4. Enfin, pour constater que l'infraction, à caractère matériel, d'occupation irrégulière du domaine public, est constituée, le juge de la contravention de grande voirie doit déterminer, au vu des éléments de fait et de droit pertinents, si la dépendance concernée relève du domaine public. S'agissant du domaine public maritime, le juge doit appliquer les critères fixés par l'article
L. 2111-4 du code général de la propriété des personnes publiques et n'est pas lié par les termes d'un arrêté, à caractère déclaratif, de délimitation du domaine public maritime, adopté sur le fondement des dispositions réglementaires en vigueur relatives à la procédure de délimitation du rivage de la mer et des lais et relais de la mer. L'appartenance d'une dépendance au domaine public ne peut résulter de l'application d'un tel arrêté, dont les constatations ne représentent que l'un des éléments d'appréciation soumis au juge. Le bien-fondé des poursuites pour contravention de grande voirie n'est donc pas subordonné à la légalité d'un tel acte ni d'ailleurs à son opposabilité.
5. En premier lieu, au regard de l'office du juge de la contravention de grande voirie, auquel il appartient de déterminer, dans les conditions rappelées au point 4, si la dépendance concernée relève du domaine public maritime, il n'y a pas lieu de surseoir à statuer sur le litige dans l'attente d'une hypothétique délimitation du domaine public par l'autorité administrative compétente. Par suite, les conclusions de Mme A... et de la société Ingénierie touristique hôtelière tendant à ce que la Cour surseoit à statuer dans l'attente d'une telle délimitation au droit de l'établissement qu'elle exploite ne peuvent, en tout état de cause, être accueillies.

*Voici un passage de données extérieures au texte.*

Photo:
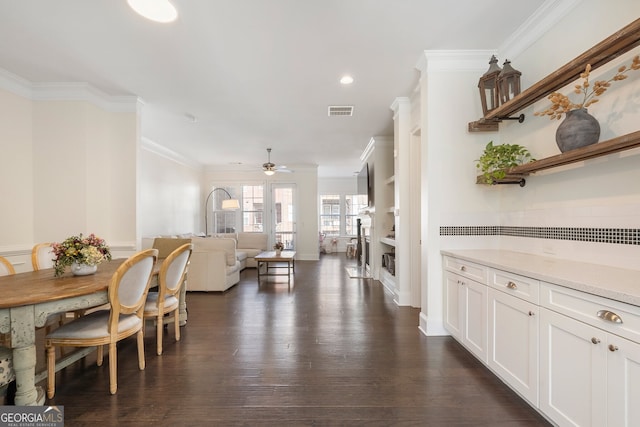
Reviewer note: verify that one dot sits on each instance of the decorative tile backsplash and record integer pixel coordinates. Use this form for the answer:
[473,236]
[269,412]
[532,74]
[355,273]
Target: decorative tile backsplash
[621,236]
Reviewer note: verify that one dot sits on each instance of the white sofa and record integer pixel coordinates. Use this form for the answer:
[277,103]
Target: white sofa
[214,265]
[248,245]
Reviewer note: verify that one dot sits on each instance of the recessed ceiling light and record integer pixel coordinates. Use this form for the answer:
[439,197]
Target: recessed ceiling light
[156,10]
[346,80]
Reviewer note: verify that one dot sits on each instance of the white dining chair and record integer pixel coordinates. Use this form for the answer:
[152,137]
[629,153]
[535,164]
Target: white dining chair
[42,256]
[165,301]
[127,294]
[6,268]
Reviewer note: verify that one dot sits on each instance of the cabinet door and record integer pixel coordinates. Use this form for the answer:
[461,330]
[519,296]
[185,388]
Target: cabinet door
[513,342]
[623,382]
[572,371]
[452,304]
[474,327]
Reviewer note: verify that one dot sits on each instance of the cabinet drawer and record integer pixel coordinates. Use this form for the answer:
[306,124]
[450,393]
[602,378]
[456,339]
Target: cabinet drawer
[513,284]
[612,316]
[466,269]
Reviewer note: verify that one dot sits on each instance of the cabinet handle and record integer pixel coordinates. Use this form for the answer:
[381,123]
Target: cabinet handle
[609,316]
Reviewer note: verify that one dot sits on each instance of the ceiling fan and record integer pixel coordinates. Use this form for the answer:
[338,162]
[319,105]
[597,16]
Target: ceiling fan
[270,168]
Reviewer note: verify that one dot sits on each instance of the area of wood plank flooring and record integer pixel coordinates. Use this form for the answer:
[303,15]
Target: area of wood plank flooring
[331,350]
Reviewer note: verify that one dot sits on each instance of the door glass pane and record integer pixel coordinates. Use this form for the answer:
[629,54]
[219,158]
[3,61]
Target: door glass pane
[284,215]
[253,208]
[330,214]
[353,205]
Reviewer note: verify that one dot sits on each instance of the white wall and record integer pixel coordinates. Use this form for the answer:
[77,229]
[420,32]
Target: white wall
[170,193]
[69,167]
[16,172]
[305,180]
[598,193]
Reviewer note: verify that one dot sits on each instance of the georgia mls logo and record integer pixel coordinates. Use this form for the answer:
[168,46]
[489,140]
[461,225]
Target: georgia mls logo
[31,416]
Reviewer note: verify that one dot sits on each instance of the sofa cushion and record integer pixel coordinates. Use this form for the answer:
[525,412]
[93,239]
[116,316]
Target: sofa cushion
[241,255]
[167,245]
[252,241]
[233,236]
[251,253]
[207,244]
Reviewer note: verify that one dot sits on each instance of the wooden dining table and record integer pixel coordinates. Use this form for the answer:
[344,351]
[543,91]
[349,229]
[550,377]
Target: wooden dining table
[27,299]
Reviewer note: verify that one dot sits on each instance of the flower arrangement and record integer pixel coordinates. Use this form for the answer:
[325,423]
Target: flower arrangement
[560,104]
[90,250]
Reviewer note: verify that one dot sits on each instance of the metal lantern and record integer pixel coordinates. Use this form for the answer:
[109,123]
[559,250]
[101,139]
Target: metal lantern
[488,85]
[508,82]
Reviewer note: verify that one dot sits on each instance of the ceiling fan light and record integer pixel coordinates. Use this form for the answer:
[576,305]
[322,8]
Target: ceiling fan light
[155,10]
[346,80]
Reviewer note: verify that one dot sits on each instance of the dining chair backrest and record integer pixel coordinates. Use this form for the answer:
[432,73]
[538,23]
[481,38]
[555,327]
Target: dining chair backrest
[6,269]
[173,271]
[42,256]
[129,285]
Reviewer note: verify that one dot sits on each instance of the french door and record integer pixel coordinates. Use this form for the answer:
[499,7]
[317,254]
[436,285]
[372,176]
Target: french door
[283,215]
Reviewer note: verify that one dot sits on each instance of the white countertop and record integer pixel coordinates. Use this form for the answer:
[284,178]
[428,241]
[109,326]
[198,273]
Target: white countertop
[615,283]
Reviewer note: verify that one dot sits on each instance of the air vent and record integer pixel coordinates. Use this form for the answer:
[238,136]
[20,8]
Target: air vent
[340,110]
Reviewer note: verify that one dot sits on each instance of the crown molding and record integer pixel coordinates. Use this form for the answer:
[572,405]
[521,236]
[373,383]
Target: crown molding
[453,60]
[543,19]
[399,102]
[72,91]
[162,151]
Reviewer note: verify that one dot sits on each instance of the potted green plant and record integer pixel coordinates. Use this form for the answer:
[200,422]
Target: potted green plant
[496,160]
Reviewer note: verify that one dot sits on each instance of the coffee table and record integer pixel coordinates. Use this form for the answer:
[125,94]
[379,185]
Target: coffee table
[270,257]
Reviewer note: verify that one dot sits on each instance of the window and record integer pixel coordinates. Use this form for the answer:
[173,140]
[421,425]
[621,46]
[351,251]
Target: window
[353,204]
[253,208]
[251,203]
[339,214]
[330,215]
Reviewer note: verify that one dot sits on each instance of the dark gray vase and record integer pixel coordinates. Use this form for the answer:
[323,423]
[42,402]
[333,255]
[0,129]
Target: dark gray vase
[578,129]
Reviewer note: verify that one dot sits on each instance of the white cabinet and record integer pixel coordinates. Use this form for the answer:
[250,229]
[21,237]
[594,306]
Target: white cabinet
[572,371]
[573,355]
[623,382]
[466,313]
[474,326]
[513,342]
[589,376]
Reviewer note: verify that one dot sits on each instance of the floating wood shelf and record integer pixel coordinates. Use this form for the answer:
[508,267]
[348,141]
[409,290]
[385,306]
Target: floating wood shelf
[610,48]
[516,175]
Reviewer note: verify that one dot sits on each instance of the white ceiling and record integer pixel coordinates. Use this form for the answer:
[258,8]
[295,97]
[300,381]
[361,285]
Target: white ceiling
[254,73]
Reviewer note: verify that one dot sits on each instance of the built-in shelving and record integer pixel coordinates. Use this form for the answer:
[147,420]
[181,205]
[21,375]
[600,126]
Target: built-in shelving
[615,45]
[388,241]
[621,143]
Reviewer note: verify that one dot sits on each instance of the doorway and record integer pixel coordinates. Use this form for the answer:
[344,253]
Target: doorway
[283,214]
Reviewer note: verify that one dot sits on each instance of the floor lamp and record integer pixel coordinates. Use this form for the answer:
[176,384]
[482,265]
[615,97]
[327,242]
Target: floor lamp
[229,204]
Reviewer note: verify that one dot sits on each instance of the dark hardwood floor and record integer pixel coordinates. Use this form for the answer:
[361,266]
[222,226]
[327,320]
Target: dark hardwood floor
[329,351]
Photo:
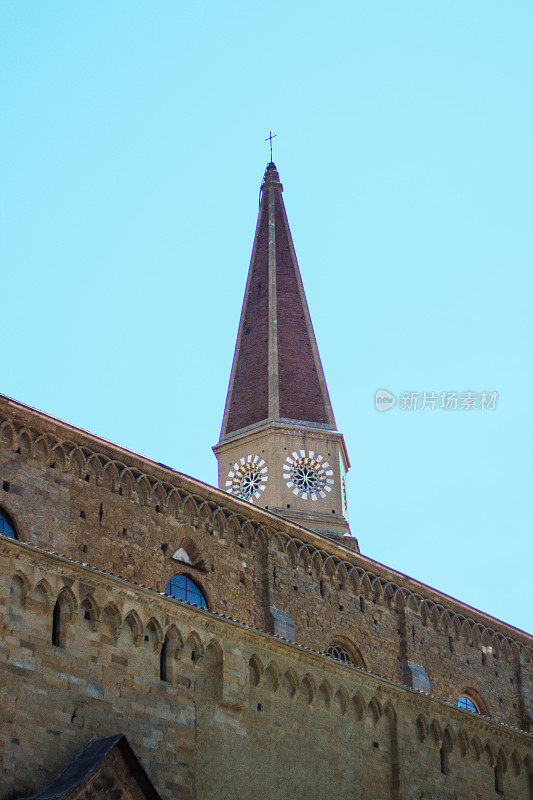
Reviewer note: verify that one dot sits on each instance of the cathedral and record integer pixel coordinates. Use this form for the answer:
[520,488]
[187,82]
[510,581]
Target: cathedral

6. En deuxième lieu, il ressort des termes mêmes du jugement attaqué que le tribunal administratif a relevé que les matelas et parasols avaient été enlevés à la fin de la saison estivale de l'année 2018, élément qui n'était pas contesté par l'administration. Il en a déduit que les conclusions de la préfète de la Corse-du-Sud tendant à leur enlèvement étaient dépourvues d'objet et les a rejetées par l'article 4 de ce jugement. Dès lors qu'il est constant qu'il avait été procédé cet enlèvement avant la saisine du tribunal administratif par la préfète de la Corse-du-Sud, le 27 février 2019, ces conclusions devenues sans objet étaient irrecevables et ont été, dès lors, rejetées à bon droit par les premiers juges. Ce rejet étant exécutoire et n'étant d'ailleurs pas contesté en appel par les ministres il n'y a pas lieu pour la Cour de constater de nouveau que les conclusions de la préfète de la Corse-du-Sud tendant à l'enlèvement des matelas des parasols sont dépourvues d'objet. Les conclusions présentées à ce titre par Mme A... et la société Ingénierie touristique hôtelière ne peuvent, dès lors, qu'être rejetées.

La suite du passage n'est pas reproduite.